Hi jcns
glad you are enjoying it. He was a great pioneer in astrophysics and cosmology, with a wonderful power of explanation. His book on the internal constitution of stars is still great reading, even though it was written before nuclear physics was understood. Physicists of his epoch did not deride philosophy, they realised its role as an underpinning to physical thought and took it seriously.
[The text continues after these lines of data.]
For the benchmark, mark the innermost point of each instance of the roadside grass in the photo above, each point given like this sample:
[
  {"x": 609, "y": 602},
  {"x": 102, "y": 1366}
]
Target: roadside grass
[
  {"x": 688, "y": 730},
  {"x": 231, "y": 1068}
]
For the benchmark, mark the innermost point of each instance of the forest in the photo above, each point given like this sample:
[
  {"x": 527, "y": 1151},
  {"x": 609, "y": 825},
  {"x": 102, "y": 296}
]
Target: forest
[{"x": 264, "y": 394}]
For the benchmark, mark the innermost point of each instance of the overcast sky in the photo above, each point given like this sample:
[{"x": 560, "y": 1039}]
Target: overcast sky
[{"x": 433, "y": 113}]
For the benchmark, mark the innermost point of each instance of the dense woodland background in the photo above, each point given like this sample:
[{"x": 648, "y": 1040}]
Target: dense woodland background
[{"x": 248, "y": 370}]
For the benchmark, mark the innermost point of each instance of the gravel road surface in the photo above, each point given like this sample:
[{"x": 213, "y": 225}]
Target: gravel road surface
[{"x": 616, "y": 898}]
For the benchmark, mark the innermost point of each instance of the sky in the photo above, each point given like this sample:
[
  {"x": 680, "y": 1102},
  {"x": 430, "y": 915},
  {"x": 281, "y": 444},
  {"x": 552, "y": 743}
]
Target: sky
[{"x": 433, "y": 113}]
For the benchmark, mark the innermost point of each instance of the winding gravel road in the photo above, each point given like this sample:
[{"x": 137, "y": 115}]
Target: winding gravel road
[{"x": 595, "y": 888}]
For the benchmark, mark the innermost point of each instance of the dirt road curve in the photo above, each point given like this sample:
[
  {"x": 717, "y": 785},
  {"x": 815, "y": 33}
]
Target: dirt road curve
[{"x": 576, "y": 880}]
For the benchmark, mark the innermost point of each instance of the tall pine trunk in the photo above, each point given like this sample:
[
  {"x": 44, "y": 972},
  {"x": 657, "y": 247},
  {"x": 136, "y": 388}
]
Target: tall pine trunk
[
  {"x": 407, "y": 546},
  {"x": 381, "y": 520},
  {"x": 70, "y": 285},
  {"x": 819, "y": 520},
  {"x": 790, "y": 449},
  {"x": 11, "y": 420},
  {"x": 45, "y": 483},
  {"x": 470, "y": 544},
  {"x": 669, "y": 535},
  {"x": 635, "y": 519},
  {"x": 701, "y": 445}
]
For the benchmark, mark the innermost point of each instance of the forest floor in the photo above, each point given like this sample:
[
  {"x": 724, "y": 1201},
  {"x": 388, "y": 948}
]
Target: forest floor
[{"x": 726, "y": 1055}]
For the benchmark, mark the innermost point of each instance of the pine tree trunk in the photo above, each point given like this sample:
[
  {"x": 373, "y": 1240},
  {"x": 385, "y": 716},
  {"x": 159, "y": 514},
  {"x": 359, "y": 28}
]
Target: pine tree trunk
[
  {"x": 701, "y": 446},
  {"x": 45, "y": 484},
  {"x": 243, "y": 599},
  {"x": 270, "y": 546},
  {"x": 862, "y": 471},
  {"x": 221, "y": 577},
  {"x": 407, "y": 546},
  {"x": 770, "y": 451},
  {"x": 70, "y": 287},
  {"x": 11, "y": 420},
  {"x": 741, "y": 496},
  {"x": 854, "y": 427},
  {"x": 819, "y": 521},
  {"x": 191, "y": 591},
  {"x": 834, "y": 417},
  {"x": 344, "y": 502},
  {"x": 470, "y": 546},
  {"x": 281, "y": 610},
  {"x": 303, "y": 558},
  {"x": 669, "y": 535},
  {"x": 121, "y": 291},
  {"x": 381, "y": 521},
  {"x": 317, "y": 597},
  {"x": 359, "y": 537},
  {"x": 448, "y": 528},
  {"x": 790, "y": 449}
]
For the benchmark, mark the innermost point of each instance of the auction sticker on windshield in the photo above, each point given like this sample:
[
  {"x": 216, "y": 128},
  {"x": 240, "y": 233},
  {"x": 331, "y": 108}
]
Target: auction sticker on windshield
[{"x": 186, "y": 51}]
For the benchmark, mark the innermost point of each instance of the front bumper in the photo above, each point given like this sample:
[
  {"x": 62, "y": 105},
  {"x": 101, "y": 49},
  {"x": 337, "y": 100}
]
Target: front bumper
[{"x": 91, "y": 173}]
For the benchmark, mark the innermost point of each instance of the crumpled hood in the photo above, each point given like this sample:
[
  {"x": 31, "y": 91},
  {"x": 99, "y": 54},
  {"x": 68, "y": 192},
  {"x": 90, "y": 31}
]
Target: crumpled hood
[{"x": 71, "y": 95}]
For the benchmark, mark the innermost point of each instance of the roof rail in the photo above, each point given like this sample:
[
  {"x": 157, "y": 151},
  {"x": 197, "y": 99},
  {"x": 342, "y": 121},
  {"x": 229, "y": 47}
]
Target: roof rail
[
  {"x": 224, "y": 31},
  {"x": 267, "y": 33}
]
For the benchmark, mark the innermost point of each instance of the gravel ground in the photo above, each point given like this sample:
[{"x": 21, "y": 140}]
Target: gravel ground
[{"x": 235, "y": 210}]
Yes I do think there is a crisis in physics - but not all of it! One can get a very wrong impression of physics if you only read some of the over-hyped theoretical physics stuff, much of which seems in danger of losing touch with reality (for some people, models are more real than reality). But a vast amount of physics is absolutely solid, relating theory to marvellous experiments in materials science/solid state physics, nanophysics, quantum optics, biophysics, and so on - Nature Physics is full of the stuff, much of it very exciting. It is on the theoretical side,and in particular in relation to cosmology, where more and more extravagant hypotheses are being proposed with very little concern for usual constraints and/or for testability. "Phantom matter" and dark energy theories with p/rho < -1 are examples of the first; multiverses and theories of creation of the universe out of nothing are examples of the second. But physics has a great capacity for self-correction, and I think the more extravagant ideas will fade away and turn out to be ephemeral, as these ideas are tested and evaluated by the physics community in the long term, who hopefully will start to take philosophical issues seriously again. And I think the idea of top-down causation will gain traction and not fade away, even though it has so little support in the physics community at present. Ernst Mach and Dennis Sciama were early proponents of the idea, even if they did not call it such; present theories of the origin of the arrow of time are also of this kind; and it is starting to gain traction is some areas of astronomy, under the name "environmental effects". The exciting part is that it may help understand foundational quantum physics issues. Watch this space - but with a bit of patience!
By the way, you quote Kuhn - have you read any Imre Lakatos? He has a more developed view of how changes of scientific research programs take place.